Mundo
Papa Leão XIV derruba a proibição de missa tradicionalista no Vaticano
Cerimônia tridentina, feita em latim e com o padre de costas, havia sido barrada por Francisco em 2021
O papa Leão XIV reautorizou a celebração da missa “tradicionalista” em latim no Vaticano com o padre de costas, em um gesto para apaziguar as divergências dentro da Igreja Católica após a restrição imposta por seu antecessor, Francisco.
Pela primeira vez desde 2021, a cerimônia “tridentina” retornará à Basílica de São Pedro na tarde de sábado, pelas mãos do cardeal americano ultraconservador Raymond Burke, um dos mais ferrenhos opositores do falecido pontífice argentino.
Os tradicionalistas prezam a forma antiga e enigmática de missa que prevalecia antes de sua modernização no final da década de 1960: celebrada em latim por um padre que não oficia diante dos fiéis; também se caracteriza pelo uso de incenso e canto gregoriano.
No entanto, no final de 2021, Francisco a restringiu sob condições estritas, temendo que fosse usada para rejeitar o legado do Concílio Vaticano II (1962-1965), que reformou e modernizou a Igreja.
Apesar da hesitação em sua implementação, este decreto papal, que tem o nome “Traditionis Custodes”, provocou a ira de alguns católicos ligados a esta liturgia, que denunciaram sua marginalização injustificada.
Nesse contexto, o aval de Leão XIV é “um sinal muito forte dirigido ao setor conservador”, explicou à AFP François Mabille, diretor do Observatório Geopolítico da Religião.
“Talvez as tensões dentro da Igreja Católica sejam mais fortes do que se poderia imaginar há alguns meses”, acrescentou.
Estratégia de equilíbrio
Eleito pontífice em 8 de maio, o americano-peruano Robert Francis Prevost herdou a delicada missão de unificar uma instituição profundamente dividida em questões sociais, como o acolhimento de imigrantes e o lugar das mulheres.

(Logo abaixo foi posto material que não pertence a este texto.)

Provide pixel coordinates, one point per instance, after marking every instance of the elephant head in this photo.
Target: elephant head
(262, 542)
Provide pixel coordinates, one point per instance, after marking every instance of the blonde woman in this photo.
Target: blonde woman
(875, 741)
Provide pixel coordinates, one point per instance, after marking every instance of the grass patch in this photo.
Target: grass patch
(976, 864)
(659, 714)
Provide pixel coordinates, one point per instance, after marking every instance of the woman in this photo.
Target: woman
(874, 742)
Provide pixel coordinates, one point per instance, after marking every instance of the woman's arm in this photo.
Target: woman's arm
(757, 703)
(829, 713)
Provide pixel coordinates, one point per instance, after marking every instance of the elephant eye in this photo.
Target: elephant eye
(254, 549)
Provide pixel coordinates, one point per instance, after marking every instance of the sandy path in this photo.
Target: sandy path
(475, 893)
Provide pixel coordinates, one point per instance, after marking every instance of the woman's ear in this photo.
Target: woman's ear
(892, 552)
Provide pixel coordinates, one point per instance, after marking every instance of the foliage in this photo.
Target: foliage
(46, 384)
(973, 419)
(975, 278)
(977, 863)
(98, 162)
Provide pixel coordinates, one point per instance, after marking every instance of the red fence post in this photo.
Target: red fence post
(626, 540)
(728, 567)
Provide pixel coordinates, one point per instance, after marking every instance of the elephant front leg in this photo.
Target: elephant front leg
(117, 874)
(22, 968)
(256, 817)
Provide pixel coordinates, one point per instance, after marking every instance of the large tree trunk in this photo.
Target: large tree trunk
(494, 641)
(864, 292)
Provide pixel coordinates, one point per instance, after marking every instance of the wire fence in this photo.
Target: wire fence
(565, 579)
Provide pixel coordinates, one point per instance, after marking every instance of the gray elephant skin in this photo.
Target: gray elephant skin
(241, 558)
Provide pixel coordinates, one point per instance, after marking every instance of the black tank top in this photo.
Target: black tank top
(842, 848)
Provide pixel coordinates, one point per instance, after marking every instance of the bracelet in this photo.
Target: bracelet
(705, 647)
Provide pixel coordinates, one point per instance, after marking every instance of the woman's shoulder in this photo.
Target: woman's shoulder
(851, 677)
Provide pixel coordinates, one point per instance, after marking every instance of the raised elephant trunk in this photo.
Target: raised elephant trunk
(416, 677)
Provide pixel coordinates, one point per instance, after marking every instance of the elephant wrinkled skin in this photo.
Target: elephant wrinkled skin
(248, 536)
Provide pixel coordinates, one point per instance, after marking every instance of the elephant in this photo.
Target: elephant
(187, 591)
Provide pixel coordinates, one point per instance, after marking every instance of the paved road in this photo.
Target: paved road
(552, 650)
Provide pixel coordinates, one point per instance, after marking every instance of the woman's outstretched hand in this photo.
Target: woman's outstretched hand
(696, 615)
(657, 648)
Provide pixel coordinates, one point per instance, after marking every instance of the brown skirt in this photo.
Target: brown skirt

Em seus 12 anos de pontificado, seu antecessor argentino irritou os conservadores com suas decisões, por vezes consideradas políticas, especialmente dentro do episcopado americano.
O cardeal Burke, que presidirá a missa de sábado, criticou-o abertamente, a ponto de ser submetido a medidas disciplinares.
Desde sua eleição, Leão XIV segue a linha de Bergoglio com um uma abordagem voltada para o foco social, em favor dos pobres, dos imigrantes e do meio ambiente.
Em setembro, a realização de uma peregrinação LGBTQIA+ pelo Vaticano como parte do Jubileu, o “Ano Santo” da Igreja, reacendeu as críticas à “guinada ideológica” da Santa Sé, quando bandeiras do arco-íris foram vistas sob o dourado da Basílica de São Pedro.
No entanto, ao mesmo tempo, Leão ofereceu garantias aos círculos conservadores, como a escolha do cardeal guineense Robert Sarah, que vê a imigração como uma ameaça à identidade cristã da Europa, como enviado especial para uma peregrinação à Bretanha.
O retorno da missa tridentina ao Vaticano constitui “um gesto de apaziguamento, isto é, de que todos fazem parte da Igreja: todas as categorias devem ser aceitas e acolhidas”, observou Martin Dumont, historiador e secretário-geral do Instituto de Pesquisa para o Estudo das Religiões.
Sinônimo de sua estratégia de unificação, a mensagem do papa parece clara: a missa tradicionalista tem seu lugar, desde que não questione o legado do Concílio Vaticano II.
Mas a linha entre a liturgia e a política é tênue.
Em entrevista publicada em setembro, o pontífice reconheceu que a questão era “muito complicada” e que, “infelizmente, fazia parte de um processo de polarização”.
“Alguns usaram a liturgia como pretexto para promover outras questões. Tornou-se uma ferramenta política e isso é muito lamentável”, disse ele.